Secondly – the gift must be conditional on death. Therefore the gift only takes effect upon the death of the Donor. If they survive, the gift fails!

Thirdly – The Donor must part with what is legally described as “dominion” over the property to be gifted. This concept is often difficult to define, but like an “elephant”, you know one when you see one! A couple of examples may demonstrate the point:

  • Physically handing over the item, eg jewellery or the passbook to a building society account may be sufficient. Similarly, handing over a key to a safe deposit box which contains unregistered title deeds to land may successfully gift the land to the Donor (a gift which carries, in today’s market, a considerable monetary value).
  • However, the use of technology and the internet makes gifting some assets more problematic. How do you deal with a building society account that no longer has a passbook and is transacted solely “on-line”? How can you successful pass dominion of Registered Land which in fact is both computerised and is not even evidenced by the ownership of a Land Certificate? These are questions that may well need to be debated before the Court.

The Courts will always be vigilant in scrutinising evidence advanced to support of a DMC. Whilst there is clearly scope for the unscrupulous to cheat and lie their way to a gift, it must be pointed out that the DMC can be established solely upon the evidence of the recipient if their evidence is deemed trustworthy.

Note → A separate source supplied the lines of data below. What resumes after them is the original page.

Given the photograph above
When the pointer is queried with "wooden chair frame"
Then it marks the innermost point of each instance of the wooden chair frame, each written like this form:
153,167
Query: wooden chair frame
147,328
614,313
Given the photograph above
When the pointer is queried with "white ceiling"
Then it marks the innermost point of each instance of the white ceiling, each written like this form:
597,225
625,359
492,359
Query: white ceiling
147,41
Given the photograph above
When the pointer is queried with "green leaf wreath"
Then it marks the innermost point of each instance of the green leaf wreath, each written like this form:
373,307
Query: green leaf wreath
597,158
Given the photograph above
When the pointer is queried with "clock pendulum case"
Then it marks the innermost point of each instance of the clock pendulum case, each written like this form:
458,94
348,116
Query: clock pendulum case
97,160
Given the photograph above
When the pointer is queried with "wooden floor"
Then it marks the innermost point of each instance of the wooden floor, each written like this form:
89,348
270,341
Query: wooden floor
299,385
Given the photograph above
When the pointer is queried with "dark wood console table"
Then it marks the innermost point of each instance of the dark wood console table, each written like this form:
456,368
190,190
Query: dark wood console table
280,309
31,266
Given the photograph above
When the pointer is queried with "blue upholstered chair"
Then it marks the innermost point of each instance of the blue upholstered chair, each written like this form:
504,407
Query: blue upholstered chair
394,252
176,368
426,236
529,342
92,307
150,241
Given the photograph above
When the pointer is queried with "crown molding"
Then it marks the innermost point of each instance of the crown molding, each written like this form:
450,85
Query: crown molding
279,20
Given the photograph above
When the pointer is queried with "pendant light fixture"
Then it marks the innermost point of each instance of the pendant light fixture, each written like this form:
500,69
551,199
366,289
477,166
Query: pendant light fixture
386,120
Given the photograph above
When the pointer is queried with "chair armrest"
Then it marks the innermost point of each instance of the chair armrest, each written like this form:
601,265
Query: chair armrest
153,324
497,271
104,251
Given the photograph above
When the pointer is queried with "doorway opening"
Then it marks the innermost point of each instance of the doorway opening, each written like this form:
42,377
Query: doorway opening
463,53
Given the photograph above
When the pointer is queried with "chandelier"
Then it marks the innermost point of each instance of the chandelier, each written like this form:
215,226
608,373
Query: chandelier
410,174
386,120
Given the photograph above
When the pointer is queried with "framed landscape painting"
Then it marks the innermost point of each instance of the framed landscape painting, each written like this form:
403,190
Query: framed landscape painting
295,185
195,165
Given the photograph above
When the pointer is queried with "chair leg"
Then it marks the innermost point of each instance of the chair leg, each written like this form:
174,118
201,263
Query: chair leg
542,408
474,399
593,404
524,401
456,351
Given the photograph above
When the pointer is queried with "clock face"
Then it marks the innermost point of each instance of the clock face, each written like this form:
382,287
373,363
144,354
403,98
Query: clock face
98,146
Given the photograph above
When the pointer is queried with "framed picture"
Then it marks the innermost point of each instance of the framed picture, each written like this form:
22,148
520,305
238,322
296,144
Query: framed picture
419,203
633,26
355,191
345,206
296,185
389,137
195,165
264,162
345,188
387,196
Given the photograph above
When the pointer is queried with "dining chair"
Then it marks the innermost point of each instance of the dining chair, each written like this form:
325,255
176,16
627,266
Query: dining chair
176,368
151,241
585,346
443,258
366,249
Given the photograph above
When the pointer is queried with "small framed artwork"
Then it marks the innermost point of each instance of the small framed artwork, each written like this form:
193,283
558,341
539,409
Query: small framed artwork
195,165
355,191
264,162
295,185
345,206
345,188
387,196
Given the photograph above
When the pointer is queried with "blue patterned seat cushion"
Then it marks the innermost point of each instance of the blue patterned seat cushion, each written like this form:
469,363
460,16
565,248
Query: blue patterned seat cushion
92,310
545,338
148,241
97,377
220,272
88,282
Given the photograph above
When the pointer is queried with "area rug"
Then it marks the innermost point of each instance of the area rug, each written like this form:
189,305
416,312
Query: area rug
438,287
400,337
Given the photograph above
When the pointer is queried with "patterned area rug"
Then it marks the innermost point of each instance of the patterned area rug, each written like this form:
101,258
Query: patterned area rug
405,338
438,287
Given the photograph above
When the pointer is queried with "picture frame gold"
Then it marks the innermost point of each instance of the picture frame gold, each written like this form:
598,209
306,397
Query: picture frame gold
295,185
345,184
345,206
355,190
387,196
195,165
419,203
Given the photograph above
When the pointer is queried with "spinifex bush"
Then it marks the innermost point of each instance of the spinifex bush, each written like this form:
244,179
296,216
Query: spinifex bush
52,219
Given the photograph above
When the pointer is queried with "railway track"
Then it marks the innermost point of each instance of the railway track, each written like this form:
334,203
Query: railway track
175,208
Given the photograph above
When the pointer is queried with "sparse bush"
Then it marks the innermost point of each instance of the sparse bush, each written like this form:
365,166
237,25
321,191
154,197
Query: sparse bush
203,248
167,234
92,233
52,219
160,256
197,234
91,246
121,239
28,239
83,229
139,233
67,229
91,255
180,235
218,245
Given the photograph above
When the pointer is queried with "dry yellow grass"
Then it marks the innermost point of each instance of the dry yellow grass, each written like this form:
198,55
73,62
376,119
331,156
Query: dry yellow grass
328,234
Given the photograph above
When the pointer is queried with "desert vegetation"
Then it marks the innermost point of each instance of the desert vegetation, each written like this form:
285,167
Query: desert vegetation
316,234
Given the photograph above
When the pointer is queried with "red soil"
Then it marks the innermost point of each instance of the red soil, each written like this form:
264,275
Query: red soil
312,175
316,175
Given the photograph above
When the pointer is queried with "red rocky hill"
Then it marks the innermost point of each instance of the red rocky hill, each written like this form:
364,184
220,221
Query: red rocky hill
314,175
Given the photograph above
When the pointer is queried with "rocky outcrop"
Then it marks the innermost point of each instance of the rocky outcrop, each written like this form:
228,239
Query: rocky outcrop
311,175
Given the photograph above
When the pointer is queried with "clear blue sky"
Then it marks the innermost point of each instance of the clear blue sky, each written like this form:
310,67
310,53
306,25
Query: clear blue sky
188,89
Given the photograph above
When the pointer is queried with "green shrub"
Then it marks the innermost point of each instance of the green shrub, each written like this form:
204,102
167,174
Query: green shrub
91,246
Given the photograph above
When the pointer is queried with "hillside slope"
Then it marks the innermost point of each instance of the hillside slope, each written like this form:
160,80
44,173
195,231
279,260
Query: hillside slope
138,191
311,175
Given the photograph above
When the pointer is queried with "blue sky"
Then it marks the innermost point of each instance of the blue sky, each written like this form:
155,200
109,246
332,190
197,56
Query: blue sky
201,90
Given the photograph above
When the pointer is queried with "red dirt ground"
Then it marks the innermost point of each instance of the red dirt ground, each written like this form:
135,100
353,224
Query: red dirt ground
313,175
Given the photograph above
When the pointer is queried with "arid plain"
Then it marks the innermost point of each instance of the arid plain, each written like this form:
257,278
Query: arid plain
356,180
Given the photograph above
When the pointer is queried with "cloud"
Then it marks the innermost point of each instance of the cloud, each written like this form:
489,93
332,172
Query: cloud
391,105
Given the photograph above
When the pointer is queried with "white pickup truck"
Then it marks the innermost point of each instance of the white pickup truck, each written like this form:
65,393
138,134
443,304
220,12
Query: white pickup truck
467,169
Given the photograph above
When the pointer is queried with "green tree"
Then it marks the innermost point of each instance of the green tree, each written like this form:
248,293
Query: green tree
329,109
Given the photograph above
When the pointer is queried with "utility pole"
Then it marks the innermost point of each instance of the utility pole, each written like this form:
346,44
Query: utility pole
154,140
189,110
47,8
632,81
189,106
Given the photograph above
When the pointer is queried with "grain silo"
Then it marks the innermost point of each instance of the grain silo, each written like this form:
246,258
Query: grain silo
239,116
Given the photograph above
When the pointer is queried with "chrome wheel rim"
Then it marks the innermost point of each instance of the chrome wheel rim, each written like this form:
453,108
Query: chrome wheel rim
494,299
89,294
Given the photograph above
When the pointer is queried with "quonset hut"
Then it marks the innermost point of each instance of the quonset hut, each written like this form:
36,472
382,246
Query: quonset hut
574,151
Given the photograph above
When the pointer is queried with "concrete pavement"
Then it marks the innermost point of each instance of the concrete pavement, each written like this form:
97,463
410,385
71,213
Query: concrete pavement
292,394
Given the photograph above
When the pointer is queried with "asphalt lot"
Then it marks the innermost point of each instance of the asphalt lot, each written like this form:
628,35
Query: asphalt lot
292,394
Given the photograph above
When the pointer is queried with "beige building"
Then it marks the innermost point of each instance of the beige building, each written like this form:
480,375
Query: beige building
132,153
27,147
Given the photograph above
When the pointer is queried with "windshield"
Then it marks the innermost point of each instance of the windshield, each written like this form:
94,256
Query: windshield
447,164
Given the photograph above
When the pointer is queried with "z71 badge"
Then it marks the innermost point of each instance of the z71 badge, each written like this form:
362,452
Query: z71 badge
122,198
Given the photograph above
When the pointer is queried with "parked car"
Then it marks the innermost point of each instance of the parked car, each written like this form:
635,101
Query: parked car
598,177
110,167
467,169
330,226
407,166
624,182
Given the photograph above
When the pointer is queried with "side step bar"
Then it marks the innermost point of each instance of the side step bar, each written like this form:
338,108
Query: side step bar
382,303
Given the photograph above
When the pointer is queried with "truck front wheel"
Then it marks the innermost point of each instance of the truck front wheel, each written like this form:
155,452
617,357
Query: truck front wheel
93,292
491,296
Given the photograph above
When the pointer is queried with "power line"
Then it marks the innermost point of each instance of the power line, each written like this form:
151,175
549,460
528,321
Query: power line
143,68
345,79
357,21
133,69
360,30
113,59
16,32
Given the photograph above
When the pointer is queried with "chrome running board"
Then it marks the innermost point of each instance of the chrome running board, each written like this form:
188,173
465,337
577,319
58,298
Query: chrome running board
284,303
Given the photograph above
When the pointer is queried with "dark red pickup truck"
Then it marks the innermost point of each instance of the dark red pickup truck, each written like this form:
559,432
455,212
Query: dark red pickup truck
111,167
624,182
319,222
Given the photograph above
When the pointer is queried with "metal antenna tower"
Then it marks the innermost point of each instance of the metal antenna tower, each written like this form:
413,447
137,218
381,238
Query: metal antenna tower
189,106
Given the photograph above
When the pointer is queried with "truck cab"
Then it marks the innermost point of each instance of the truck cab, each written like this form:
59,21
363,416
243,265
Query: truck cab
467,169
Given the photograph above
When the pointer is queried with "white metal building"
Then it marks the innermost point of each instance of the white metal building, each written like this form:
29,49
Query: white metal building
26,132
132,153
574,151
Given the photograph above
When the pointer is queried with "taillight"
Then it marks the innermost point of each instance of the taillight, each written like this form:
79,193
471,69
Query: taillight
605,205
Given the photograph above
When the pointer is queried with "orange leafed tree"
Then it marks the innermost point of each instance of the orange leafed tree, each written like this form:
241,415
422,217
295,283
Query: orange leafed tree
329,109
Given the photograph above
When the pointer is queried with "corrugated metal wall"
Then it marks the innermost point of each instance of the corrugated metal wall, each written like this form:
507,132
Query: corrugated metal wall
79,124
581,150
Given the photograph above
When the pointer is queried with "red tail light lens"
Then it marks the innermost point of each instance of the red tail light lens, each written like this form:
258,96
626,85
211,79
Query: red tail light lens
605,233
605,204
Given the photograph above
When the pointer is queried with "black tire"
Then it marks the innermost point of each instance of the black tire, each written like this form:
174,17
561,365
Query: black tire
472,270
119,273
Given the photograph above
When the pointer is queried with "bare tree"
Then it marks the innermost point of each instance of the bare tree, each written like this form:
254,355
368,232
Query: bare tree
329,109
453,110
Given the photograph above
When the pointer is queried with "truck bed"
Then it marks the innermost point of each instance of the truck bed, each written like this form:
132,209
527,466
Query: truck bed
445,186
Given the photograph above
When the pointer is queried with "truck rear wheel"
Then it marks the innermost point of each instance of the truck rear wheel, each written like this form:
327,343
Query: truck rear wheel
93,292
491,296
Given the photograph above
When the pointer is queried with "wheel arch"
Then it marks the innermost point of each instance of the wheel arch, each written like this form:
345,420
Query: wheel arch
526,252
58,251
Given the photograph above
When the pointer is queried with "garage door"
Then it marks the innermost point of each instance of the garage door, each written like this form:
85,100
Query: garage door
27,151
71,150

Finally, when taking advice upon defending or challenging a DMC, careful consideration of the Donors mental capacity and the question of undue influence must be undertaken. Capacity has an effective “sliding scale”. A modest gift, requires only a modest degree of understanding by the Donor. If however the gift is substantial, making any Will effectively worthless, the level of capacity will be the same that would be required to make a will as laid down in the leading case of Banks v Goodfellow [1870]. More problematic is the burden of proof required if an allegation of undue influence is raised. Straight forward lifetime gifts can see the Courts raising a presumption of undue influence depending upon the relationship between Donor and recipient (requiring the recipient to prove that they had not unduly influenced the Donor). However, in the case of Wills, the burden is reversed. A disappointed beneficiary must prove that there was undue influence – the recipient has to prove nothing. The “million dollar“ question however is whether the DMC is counted as a lifetime transaction (i.e lifetime gift) or a testamentary act (i.e. effectively a Will gift)? At present there is no decided case law!

Conclusion

Whilst this doctrine continues to present on a regular basis to Lawyers, it cannot be emphasised that for the protection of both the recipient of the intended gift and for the general financial wellbeing of the remainder of the Estate, the uncertainty of these gifts could be removed completely by the writing and or updating of an individual’s Will. In this way, it is clear that the gift is to be made, the extent and context of the gift can be established and the effect of the gift upon the overall financial position of he Donor can be accurately assessed. To proceed in any other way, will only cause unnecessary heartache, uncertainty and costs!